Because I included importance information, I can call the `importance` function to see which variables are most effective in describing duration.  By default, this function call returns two variables:  percent increase in mean squared error (`%IncMSE`) and increase in node purity `IncNodePurity`.  The increase in node purity is a biased measure which we should only use if `%IncMSE` is too expensive to calculate ([source](https://stats.stackexchange.com/questions/162465/in-a-random-forest-is-larger-incmse-better-or-worse)), so we will focus on the MSE changes.

In [None]:
randomForest::importance(model, scale=TRUE)

What's really interesting about this result is that two variables are negative:  `BlockSizeKB` and `MaxTransferSize64KB`.  This means that, on my laptop and with this sample of two databases, those two parameters were useless.  We had an inkling that block size was not worthwhile, but I'm a bit surprised that max transfer size didn't make the cut, so to speak.

The biggest contender was obviously database size:  larger databases take more time.  Next up is file count, telling me that a change in file count (we'll see which direction soon!) has the biggest impact.
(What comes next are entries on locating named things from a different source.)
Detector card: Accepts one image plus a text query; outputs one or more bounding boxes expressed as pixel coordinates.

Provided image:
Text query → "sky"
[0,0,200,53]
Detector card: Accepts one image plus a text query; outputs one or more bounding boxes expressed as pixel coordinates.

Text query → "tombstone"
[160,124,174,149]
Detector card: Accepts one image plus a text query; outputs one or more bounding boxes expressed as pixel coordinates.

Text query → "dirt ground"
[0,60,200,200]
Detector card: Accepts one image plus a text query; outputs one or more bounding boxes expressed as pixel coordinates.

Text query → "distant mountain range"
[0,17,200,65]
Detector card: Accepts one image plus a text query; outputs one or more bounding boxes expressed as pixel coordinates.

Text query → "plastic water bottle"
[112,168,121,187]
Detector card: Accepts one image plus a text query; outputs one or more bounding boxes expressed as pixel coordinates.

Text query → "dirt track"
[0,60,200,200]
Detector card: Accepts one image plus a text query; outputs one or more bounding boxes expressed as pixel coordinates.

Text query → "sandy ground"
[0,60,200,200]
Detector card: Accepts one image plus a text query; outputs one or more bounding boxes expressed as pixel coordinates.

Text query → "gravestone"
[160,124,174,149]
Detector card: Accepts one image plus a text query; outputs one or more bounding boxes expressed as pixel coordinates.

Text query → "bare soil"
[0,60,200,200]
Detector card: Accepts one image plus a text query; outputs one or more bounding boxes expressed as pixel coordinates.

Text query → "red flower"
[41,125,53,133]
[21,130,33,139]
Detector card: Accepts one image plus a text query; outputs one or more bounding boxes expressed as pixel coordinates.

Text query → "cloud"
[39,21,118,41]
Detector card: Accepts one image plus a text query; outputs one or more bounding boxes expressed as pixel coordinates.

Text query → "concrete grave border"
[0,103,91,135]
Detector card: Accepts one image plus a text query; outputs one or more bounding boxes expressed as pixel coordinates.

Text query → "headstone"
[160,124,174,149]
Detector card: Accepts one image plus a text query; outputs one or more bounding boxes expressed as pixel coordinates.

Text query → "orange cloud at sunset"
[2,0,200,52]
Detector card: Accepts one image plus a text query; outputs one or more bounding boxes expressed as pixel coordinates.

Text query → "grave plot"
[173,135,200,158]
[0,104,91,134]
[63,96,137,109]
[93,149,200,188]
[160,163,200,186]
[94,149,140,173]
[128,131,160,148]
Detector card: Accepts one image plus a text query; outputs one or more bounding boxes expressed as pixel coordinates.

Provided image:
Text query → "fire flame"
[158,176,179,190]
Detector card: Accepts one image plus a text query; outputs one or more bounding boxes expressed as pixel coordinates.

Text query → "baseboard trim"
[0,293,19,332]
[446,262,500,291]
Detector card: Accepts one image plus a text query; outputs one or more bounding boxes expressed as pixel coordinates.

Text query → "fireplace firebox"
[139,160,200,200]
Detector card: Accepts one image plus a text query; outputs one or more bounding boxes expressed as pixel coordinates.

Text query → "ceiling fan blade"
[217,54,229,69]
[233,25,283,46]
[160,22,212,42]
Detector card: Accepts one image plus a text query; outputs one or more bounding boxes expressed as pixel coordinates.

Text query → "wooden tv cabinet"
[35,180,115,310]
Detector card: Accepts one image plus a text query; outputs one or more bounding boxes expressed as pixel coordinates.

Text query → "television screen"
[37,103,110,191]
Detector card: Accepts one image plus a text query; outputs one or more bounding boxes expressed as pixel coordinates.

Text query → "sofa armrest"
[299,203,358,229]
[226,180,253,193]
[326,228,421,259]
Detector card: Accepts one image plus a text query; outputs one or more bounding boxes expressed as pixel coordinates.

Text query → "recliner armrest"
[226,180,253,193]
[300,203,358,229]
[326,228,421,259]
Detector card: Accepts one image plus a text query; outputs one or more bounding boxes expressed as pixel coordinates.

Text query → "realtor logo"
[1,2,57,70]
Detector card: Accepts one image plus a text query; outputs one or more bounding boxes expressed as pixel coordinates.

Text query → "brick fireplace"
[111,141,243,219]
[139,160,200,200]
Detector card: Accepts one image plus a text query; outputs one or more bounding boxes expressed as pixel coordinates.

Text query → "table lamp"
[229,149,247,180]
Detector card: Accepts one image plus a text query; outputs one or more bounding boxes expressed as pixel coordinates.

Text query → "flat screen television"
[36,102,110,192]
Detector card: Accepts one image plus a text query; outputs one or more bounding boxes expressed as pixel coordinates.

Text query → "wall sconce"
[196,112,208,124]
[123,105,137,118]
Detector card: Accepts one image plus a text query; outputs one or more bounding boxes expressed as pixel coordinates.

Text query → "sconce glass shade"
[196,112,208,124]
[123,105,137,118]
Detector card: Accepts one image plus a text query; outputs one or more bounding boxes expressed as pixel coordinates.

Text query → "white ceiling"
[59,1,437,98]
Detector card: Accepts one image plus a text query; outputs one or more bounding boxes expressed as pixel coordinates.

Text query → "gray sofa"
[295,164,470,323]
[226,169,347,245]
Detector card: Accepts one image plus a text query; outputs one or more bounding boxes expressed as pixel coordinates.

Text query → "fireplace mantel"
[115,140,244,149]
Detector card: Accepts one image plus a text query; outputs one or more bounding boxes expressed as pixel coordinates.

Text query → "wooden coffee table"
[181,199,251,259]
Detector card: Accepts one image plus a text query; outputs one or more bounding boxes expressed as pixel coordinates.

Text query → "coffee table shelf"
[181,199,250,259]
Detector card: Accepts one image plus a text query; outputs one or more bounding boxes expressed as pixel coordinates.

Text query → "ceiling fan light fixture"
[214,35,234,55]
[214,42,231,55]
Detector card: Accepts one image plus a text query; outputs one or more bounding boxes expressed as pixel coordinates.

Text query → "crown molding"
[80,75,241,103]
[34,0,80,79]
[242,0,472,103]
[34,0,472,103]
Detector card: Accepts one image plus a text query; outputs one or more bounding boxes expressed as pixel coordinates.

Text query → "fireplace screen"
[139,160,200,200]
The last thing I want to look at is the percent of variance explained by the model, which I can see by just calling `model`.

In [None]:
model

This number is pretty high:  we explained 87.08% of the **test** data set's variance.  If I were building a predictive model, I would want a separate test data set and compare my model's predictions against reality.  But for this case, I really am more interested in seeing what drives change rather than predicting the ideal parameters, so I'll keep moving.

## A Tighter Model

For the next model, I want to eliminate the two variables that we found to be useless:  block size and max transfer size.

In [None]:
model2 <- randomForest::randomForest(Duration ~ BufferCount + FileCount + DatabaseSize,
               data = backupstats,
               ntree=2000,
               importance=TRUE
           )

To test this model, we can call `importance` again.  I'm going to pass in `type = 1` to show only `%IncMSE` this time around.

In [None]:
randomForest::importance(model2, scale=TRUE, type = 1)

All three variables are still positive, indicating that they're relevant variables in the model.  Let's see how well the model does:

In [None]:
model2

We're explaining nearly 95% of the total training variance.  That's a pretty good score, though I'd be suspicious of overfitting--that's where the value of a separate test set really comes into play.  But let's leave that suspicion to the side for now and run some predictions.  I'd like to see what playing with each variable does, starting with buffer count.

## Testing The Boundaries

What I'm going to do next is keep two of my three variables fixed and modify the third to get a better understanding of what the overall model thinks.

In [None]:
buffer_test <- data.frame(c(7, 15, 30, 60, 128, 256, 512, 1024), 4, 17)
names(buffer_test) <- c("BufferCount", "FileCount", "DatabaseSize")
buffer_test$prediction <- predict(model2, buffer_test)
buffer_test

With buffer count changes, we go from approximately 79 seconds with the default buffer count down to about 70 seconds if we use 1024 buffers.  That's not a huge change, but it's certainly an improvement, and if this holds linearly, a 1.7 TB database would take roughly 15 minutes less time to back up (7000 seconds versus 7900 seconds).  Granted, the "if this holds linearly" is a heroic assumption...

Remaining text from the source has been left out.